= Wilderness emergency medical technician =

A wilderness emergency medical technician (WEMT) is an emergency medical technician who receives training targeted at providing stabilizing care in wilderness environments and assessing, treating, and protecting patients in remote and austere environments until definitive medical care is reached. Despite the term, wilderness emergency medical technician training is available to not only emergency medical technicians, but also paramedics, prehospital registered nurses, registered nurses, physician assistants, and medical doctors. WEMT training and certification is similar in scope to wilderness advanced life support (WALS) or other courses for advanced providers such as AWLS (advanced wilderness life support), WUMP (wilderness upgrade for medical professionals), WMPP (wilderness medicine for professional practitioner), and RMAP (remote medicine for advanced providers). Unlike more conventional emergency medicine training, wilderness emergency medicine places a greater emphasis on long-term patient care in the backcountry where conventional hospital care can be hours or days away.

==History==
Near the end of the 19th century, volunteer organizations such as St. John Ambulance began teaching the principles of first aid at mining sites and near large railway centers. By the dawn of the 20th century, additional organizations such as the Boy Scouts and the American Red Cross began teaching first aid to lay people. Over the years, these organizations trained hundreds of thousands of people in the elements of providing assistance until definitive care could be arranged. The training in these courses assumed that definitive care was nearby and could be delivered quickly. Eventually there was a realization that this training, while valuable, needed to be supplemented and/or revised to deal with the extended time and limited resources inherent when a medical crisis occurs in a wilderness setting. In the 1950s organizations such as The Mountaineers began developing training programs that addressed these special needs. In 1966, the US Government, through the National Traffic and Motor Vehicle Safety Act, gave the Department of Transportation (DOT) responsibility for creating a national Emergency Medical Services System (EMS). From this program came the standardized curriculum for the position of emergency medical technician (EMT). The first wilderness EMT course was taught in 1976 to help EMTs in Colorado adapt their skills and knowledge when working with search and rescue teams. By 1977 organizations such as Stonehearth Open Learning Opportunities (SOLO) were offering specialized wilderness first aid training to their instructors. Meanwhile the DOT EMS program recognized a need to develop standardized training for "first responders" such as truck drivers, policemen and fireman who could lend assistance during the initial part of "golden period" until an ambulance with an EMT arrived.

== Training ==
WEMT training is not standardized and varies by state and school but typically involves around 50 hours of wilderness medicine training in addition to the traditional EMT training. Most schools also allow for other health care professionals, such as RNs, MDs, or Paramedics, to become wilderness certified, but the curriculum is the same, the standard of care and scope of practice may vary. Often a student will have to travel a long distance to attend a WEMT class, and as a result, most WEMT classes involve taking classes 8–10 hours per day for one or more weeks (depending on whether the student is already an EMT).

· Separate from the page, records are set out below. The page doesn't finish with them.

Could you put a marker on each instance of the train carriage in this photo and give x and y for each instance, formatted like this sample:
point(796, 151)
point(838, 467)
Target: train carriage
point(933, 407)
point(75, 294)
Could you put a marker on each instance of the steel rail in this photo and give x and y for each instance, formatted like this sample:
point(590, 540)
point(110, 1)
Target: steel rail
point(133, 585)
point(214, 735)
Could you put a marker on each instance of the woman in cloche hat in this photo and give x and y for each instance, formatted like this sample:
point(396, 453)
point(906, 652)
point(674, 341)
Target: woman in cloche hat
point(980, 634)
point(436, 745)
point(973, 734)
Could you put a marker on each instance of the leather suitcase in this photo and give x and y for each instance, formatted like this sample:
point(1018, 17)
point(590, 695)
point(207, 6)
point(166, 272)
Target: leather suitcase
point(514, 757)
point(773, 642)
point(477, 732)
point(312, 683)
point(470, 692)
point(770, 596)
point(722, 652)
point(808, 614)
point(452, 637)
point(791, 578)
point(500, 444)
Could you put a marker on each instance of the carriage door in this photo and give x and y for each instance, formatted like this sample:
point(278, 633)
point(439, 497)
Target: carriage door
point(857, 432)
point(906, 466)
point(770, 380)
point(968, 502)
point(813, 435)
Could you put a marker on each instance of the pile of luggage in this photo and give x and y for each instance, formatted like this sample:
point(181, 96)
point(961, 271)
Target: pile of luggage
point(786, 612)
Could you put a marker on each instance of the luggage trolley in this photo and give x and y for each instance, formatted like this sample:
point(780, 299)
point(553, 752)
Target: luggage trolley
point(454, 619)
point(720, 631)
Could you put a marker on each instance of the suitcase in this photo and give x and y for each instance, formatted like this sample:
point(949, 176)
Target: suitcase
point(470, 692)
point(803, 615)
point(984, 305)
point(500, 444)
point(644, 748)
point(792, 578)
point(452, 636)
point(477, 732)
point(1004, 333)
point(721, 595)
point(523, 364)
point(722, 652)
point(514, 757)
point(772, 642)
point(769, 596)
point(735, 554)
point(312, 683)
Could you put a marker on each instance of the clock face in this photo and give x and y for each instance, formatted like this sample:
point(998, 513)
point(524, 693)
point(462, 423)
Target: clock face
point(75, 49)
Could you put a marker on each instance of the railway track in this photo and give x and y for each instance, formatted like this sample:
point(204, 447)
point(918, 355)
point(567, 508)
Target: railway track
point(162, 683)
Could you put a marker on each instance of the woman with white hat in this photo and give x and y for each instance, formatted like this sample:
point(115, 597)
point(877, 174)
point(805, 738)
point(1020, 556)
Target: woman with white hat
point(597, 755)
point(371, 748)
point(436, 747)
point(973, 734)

There is a strong focus on rendering aid with improvised means (for instance, using a branch and some rope to splint an injured extremity rather than using commercially available splinting devices). In wilderness settings it is unlikely that the specialized equipment found in an ambulance will be available, so the focus is on using only what is at hand in your assessment and care for a patient. There is also a greater focus on long-term care, since a WEMT may have to be with a patient for many hours, while most urban EMTs are with each patient for no more than an hour at the most.

Providing care in the wild can be a daunting task, since the golden hour is usually out of the question, and one may have to treat or stabilize a critical patient for hours until help arrives or you can get them the care they need. Backcountry medicine often speaks of the golden day—a patient's survival chances for critical injuries drastically drop off around 24 hours without hospital care.

WEMT's and wilderness first responder can perform more advanced interventions, such as giving patients prescribed medications outside the scope of an urban EMT or first responder with off-line medical direction. Some of these medications include those for pain, fever and infections depending on what standing orders the WEMT or WFR has.

WEMTs also are allowed some acts outside the scope of practice of urban EMTs, such as stopping CPR after all efforts have been exhausted, dislocation reductions and ruling out spinal injuries.
Wilderness EMT courses are available in Ireland and the United Kingdom but are not recognised by the respective governing bodies for pre-hospital care.